Chronic heart failure is characterized by the aberrant motion and remodeling of the failing heart. Growth and repair processes of the heart are guided by mechanical stimuli (47, 48). Remodeling can result in increased ventricle size with dilated, thinned walls. Passive restraint devices and strategies to reduce ventricular size or increase wall thickness have been shown to attenuate or reverse adverse remodeling (49–51). Our device could potentially be turned off when no longer required, and clinicians could tailor the device as a passive restraint device, partial support, or full support. Thus, the device provides a versatile platform to manipulate the mechanical environment of the heart to target cardiac rehabilitation or recovery.
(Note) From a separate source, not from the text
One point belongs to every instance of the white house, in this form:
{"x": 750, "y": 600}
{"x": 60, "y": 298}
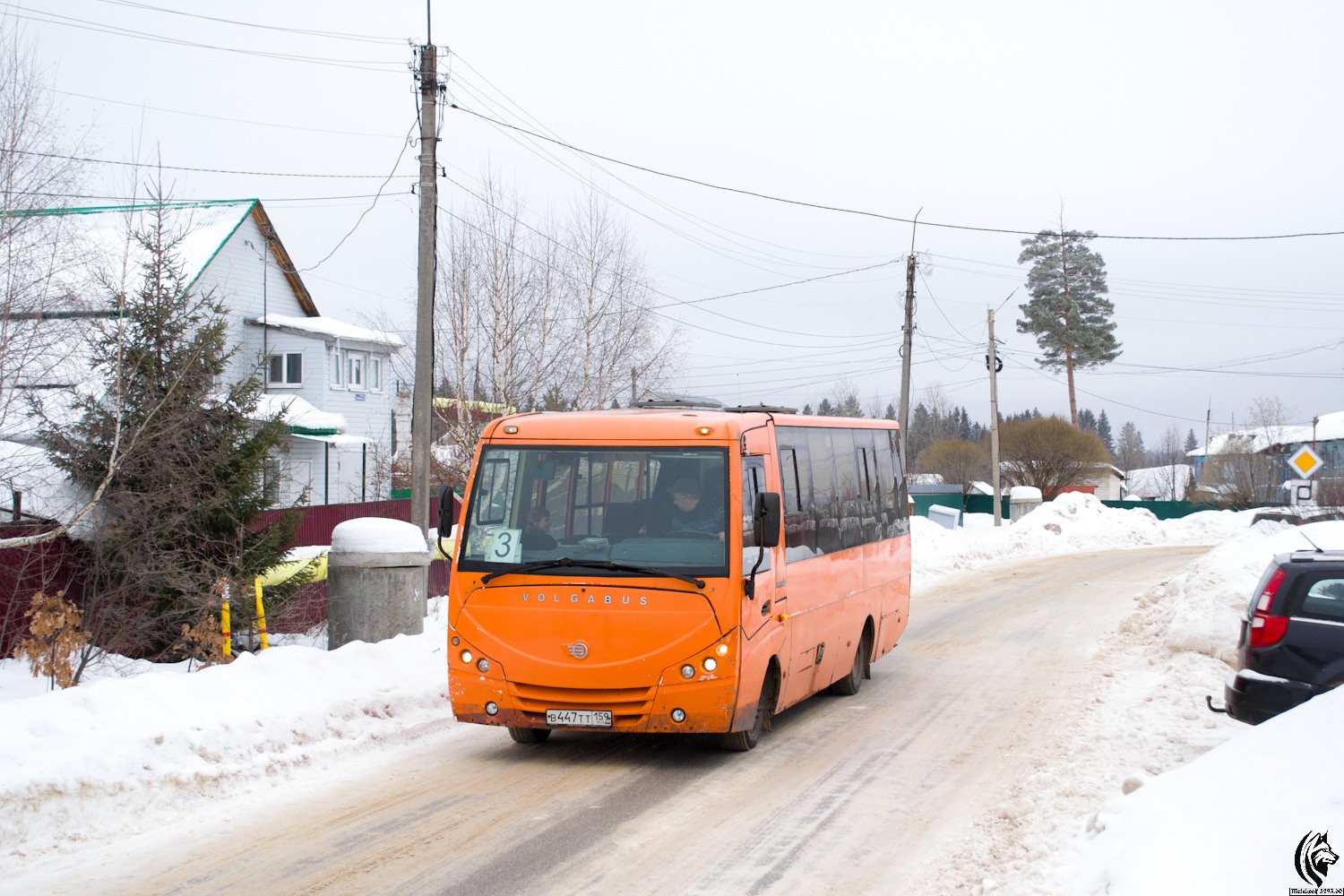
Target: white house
{"x": 331, "y": 376}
Furthermore, the addition of twisting actuators assisted with the overall function of the heart and contributed to untwisting as well as twisting, which has the potential to assist with diastolic function.
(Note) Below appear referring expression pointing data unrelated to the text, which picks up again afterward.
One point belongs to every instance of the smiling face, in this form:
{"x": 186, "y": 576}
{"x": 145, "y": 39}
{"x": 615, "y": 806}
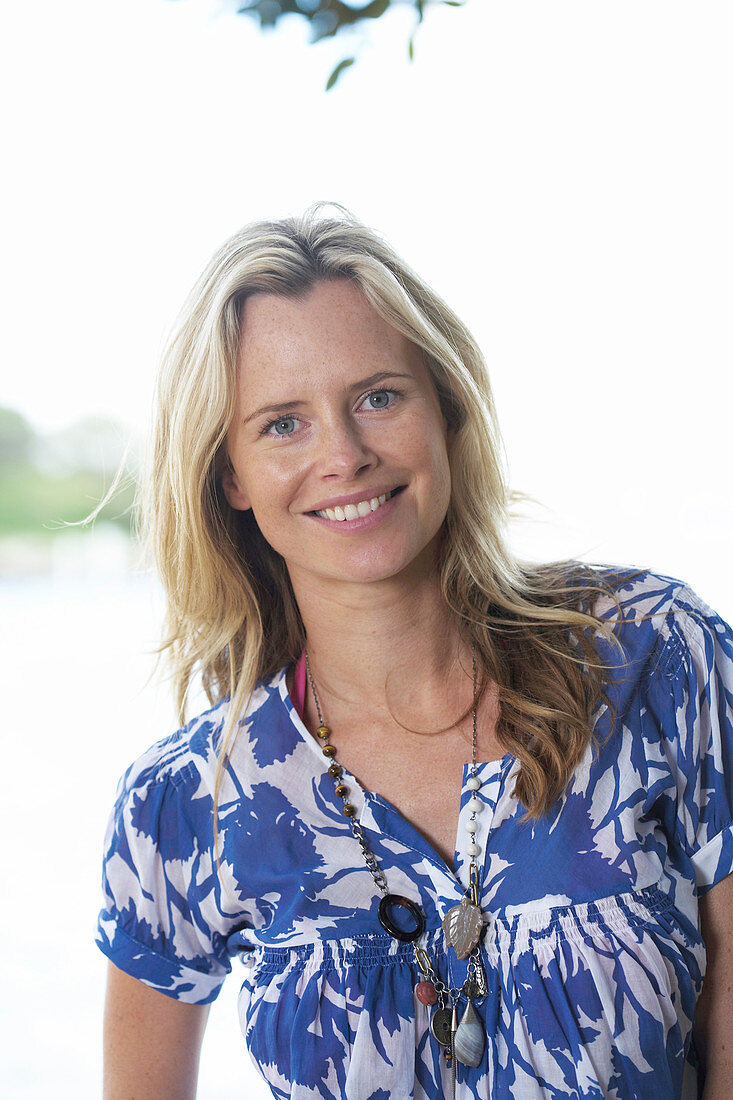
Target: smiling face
{"x": 335, "y": 410}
The modularity of the sleeve allows univentricular or biventricular assistance and customization to the needs of the patient. In terms of safety, mechanisms for detecting any leakage or failure of the actuators can be added into the control system, and an individual actuator could be immediately shut off if necessary. The modularity of the design, coupled with the low profile of the passive actuators, allows redundancy (or excess actuators) to be designed in. If one of the actuators fails, and gets deactivated, another “backup” actuator, previously inactive, can take over its function.
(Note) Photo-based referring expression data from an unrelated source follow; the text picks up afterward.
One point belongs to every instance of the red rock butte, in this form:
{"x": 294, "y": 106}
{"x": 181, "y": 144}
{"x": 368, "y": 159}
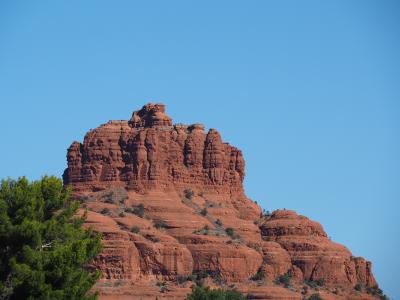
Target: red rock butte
{"x": 170, "y": 204}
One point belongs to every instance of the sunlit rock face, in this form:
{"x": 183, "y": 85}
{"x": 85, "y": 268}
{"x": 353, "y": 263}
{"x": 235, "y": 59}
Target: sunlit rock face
{"x": 169, "y": 202}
The current version of the device is a tethered implantable system and uses wall-compressed air supply for actuation. Further development will need to miniaturize the entire system, so it can be implanted in the body or have the pump and system controller be worn around the waist of the patient, similar to other devices (18, 52, 53). If a fluidic tether is required to connect an external pump to the soft robotic sleeve, a parallel line could serve as an additional conduit for the delivery of therapeutic agents. Such approach could enable the exciting concept of mechanical biological combination therapy, incorporating reservoirs into the soft robotic sleeve for sustained delivery of small molecules, proteins, or cellular products to promote regeneration or for on-demand antiarrhythmic agents.

Although this study demonstrated proof of concept for this approach, we acknowledge that there are a number of limitations and that further work is required to advance this technology along the translational path. First, the data are from a small number of animals, because the primary goal of the study was to establish feasibility. Second, the studies were acute and therefore not representative of the remodeling or humoral changes that take place during chronic heart failure. Longer-term implantation studies in animals with chronic heart failure will be required to study the long-term effects of this kind of therapy in vivo including remodeling of the heart and long-term perfusion of end organs by measuring parameters such as lactic acidosis. Third, the biocompatibility of all of the materials should be tested and substituted with appropriate materials if necessary. Fourth, the long-term mechanical properties of the hydrogel interface and the effect of the hydrogel on the long-term efficacy of the device were not investigated. Last, the development of a bioadhesive or biointegrating component will be crucial. Here, we used a combination of mechanical, chemical, and suction strategies for acute device attachment. These approaches would not be adequate for long-term implantation. Ongoing efforts should focus on developing more practical alternatives.

In conclusion, we have demonstrated that a biomimetic soft robotic device, whose material properties and architecture mimic that of the native heart, can support cardiac output in an acutely failing pig heart. By addressing a pressing clinical problem with the application of soft robotic technologies for support of cardiac function, we present an active sleeve that is customizable to patient-specific needs and has a potential to bridge a heart failure patient to transplant or to aid in cardiac rehabilitation and recovery.